Law

'Judgment of Balance': Legal Minds Weigh in on SC's Ayodhya Verdict

The Wire spoke to senior lawyers and judges to get to the bottom of the legal aspects of the contentious judgment.

New Delhi: At 10:30 am on Saturday, India’s Supreme Court passed a unanimous verdict on the Babri Masjid-Ram Janmabhoomi title dispute case. The apex court ruled in favour of the Hindu parties. The disputed 2.77 acres will now go to them.

The Sunni Waqf Board, the most prominent Muslim litigant in this case, will be offered five acres within Ayodhya for the construction of a mosque. The case is naturally complicated by teh fact that Hindu political vandals had violently demolished the centuries-old Babri Masjid at the site in 1992, triggering widespread communal violence and riots in India.

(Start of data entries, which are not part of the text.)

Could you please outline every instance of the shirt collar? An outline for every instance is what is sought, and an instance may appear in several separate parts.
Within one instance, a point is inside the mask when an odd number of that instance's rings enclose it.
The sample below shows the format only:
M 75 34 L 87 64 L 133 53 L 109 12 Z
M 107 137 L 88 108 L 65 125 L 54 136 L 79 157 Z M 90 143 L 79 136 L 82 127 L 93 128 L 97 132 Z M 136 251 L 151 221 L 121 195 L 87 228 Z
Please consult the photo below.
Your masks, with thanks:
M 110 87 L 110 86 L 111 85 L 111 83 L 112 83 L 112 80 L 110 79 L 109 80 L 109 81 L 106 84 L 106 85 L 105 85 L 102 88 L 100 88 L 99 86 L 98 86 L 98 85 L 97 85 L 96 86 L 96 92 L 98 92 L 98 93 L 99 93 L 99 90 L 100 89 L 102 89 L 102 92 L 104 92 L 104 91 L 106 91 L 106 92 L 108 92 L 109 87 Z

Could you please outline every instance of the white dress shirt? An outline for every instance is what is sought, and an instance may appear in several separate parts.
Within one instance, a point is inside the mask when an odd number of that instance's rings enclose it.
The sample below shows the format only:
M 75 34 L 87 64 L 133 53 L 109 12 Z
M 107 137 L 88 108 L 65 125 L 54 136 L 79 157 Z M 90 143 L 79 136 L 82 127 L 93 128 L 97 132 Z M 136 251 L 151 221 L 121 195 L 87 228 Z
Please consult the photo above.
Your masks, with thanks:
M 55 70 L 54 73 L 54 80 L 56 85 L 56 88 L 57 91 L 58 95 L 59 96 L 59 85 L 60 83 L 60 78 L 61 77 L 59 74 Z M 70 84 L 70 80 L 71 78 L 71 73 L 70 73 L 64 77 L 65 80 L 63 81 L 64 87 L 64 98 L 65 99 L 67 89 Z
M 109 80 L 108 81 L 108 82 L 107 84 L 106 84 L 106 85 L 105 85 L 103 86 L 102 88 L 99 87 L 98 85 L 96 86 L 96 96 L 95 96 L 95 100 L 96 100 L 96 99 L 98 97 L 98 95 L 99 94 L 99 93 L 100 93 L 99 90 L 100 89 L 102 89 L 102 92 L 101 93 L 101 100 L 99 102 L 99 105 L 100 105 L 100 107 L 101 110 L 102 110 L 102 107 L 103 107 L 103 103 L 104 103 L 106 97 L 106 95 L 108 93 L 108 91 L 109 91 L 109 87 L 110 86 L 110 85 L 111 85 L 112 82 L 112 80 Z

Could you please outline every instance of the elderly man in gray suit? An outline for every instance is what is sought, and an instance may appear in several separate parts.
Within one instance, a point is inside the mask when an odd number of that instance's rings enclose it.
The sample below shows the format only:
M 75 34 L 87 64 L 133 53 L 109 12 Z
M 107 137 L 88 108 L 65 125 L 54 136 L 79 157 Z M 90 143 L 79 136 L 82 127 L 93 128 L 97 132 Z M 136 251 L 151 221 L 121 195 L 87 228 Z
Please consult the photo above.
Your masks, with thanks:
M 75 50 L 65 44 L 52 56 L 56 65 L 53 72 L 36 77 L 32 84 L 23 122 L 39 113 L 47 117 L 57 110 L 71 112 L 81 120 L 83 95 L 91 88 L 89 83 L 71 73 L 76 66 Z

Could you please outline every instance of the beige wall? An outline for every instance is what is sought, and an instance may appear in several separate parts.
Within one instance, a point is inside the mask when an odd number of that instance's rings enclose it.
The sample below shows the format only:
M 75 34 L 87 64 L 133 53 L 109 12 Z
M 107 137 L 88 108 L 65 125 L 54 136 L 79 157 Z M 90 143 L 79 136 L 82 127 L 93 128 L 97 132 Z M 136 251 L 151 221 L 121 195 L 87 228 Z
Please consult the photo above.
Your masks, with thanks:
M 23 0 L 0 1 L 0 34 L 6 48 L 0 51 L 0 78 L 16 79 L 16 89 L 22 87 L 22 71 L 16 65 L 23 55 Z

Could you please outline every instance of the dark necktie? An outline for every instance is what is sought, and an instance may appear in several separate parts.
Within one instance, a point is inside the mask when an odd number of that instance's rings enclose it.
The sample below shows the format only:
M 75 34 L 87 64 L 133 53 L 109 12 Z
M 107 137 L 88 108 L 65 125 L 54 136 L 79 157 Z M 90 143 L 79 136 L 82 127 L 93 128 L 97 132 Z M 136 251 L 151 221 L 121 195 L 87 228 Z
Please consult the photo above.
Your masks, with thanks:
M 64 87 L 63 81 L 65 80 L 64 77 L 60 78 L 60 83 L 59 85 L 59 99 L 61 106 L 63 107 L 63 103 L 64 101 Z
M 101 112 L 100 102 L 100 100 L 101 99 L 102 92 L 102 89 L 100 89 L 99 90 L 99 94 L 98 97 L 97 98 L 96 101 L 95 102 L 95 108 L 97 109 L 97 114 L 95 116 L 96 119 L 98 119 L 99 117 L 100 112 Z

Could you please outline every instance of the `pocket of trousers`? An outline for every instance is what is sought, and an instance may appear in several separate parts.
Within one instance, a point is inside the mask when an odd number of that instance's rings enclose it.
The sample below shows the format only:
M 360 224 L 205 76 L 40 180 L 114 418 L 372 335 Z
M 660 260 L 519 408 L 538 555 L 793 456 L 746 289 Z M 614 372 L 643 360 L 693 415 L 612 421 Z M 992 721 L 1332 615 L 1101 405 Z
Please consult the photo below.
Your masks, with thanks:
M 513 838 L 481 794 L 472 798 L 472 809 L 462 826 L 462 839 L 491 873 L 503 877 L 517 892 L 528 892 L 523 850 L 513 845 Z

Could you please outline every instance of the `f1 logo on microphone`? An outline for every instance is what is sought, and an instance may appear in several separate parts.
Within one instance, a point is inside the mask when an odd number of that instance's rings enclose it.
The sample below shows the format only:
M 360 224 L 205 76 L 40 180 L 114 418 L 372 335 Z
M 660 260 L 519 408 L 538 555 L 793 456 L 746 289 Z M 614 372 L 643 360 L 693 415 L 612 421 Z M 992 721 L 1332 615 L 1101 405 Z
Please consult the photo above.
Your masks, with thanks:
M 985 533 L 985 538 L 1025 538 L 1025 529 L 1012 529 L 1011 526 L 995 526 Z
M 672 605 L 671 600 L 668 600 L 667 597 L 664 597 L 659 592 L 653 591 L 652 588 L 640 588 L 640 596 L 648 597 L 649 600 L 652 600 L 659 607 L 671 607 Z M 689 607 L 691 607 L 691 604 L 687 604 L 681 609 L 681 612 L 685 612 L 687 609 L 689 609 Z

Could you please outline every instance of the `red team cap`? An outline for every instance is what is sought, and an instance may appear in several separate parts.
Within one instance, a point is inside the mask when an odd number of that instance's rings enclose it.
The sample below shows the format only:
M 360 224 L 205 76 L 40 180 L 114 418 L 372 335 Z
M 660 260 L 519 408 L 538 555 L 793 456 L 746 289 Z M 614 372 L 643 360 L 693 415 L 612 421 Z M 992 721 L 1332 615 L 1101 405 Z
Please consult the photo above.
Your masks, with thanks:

The criminal case against those accused in this violence is still pending, 27 years later. The Wire spoke to senior lawyers and judges to get to the bottom of the legal aspects of the verdict.

Santosh Hegde
Former judge of the Supreme Court and Lokayukta for Karnataka

“This is the best judgment I could have expected. The Supreme Court has come to a via media. A good decision I must say. In larger interest of the nation and peace in the society. I think it’s a very good decision. I couldn’t have expected anything better.

Also read: Supreme Court’s Ayodhya Verdict Rests on a Glaring Contradiction

“According to me, even a rightful owner can engage in illegal activities. Normally this is not done. Everything should be done in the legal process, in accordance with law. But if someone takes the law into their own hands, that doesn’t take away the title to the property.”

Sanjay Hegde
Senior advocate, Supreme Court

“This verdict showcases the Supreme Court’s craftsmanship and statesmanship. The letter of the law was adhered to, but relief for both Hindu and Muslim groups was provided, taking into account ground realities.”

Sajan Poovayya
Senior advocate, Supreme Court

“For once, the Supreme Court has actually drawn a fine balance between expectations, faith, secular principles and law. This issue, simply put and without the rhetoric…is a title suit, about a piece of property.

“I think the Supreme Court has done really well, looking at it from a pure evidence perspective and has also been very independent in saying that the demolition of the mosque is illegal. No question about it. Demolition is illegal.

“But, on the title to the property, they have looked at the evidence on record and, consequently, the evidence saying that yes there was a pre-existing structure, which was a non-Islamic one, whether a Hindu temple or something else, was taken into account.

Also read: Supreme Court’s Explanation for Ruling in Favour of Hindu Parties in Ayodhya

“Therefore by the evidence on record, the Hindu parties are entitled to the land. But to maintain equity, the court has also said that the Muslim parties should be given five acres to build a mosque. Therefore, simply as a lawyer, I think the Supreme Court has achieved a very fine balance and I’m proud of that.”

“On the issue of demolition of the super-structure, Supreme Court has indicated that the demolition was illegal. Under Indian law, dual ownership is recognised. It’s not recognised in English law. So in Indian law, the title to the underlying land can belong to one person and the super structure can be with another. So, even if the pulling down of the super structure may have been illegal, someone may still have a claim on the land. This pulling down does not trounce upon the claim of that person to the land. This is what the Supreme Court appears to have held: that the evidence on record shows that the Hindu parties are entitled to the property.

“On the demolition, there’s a separate criminal proceeding going on. Any kind of punishment could come there. But that proceeding doesn’t trounce upon the title claim of the land by Hindu parties. The Supreme Court appears to have struck the balance.

“The court is not inquisitorial and this is not a PIL. It is a suit. So a civil court can only examine on the balance of probabilities and evidence available on which of the two warring properties are entitled to the property. It is not meant to go looking for other participants here, because the court is not inquisitorial. Between the two contesting parties here, the parties have to show the court that one has a better claim to the land than the other. That’s what happened.”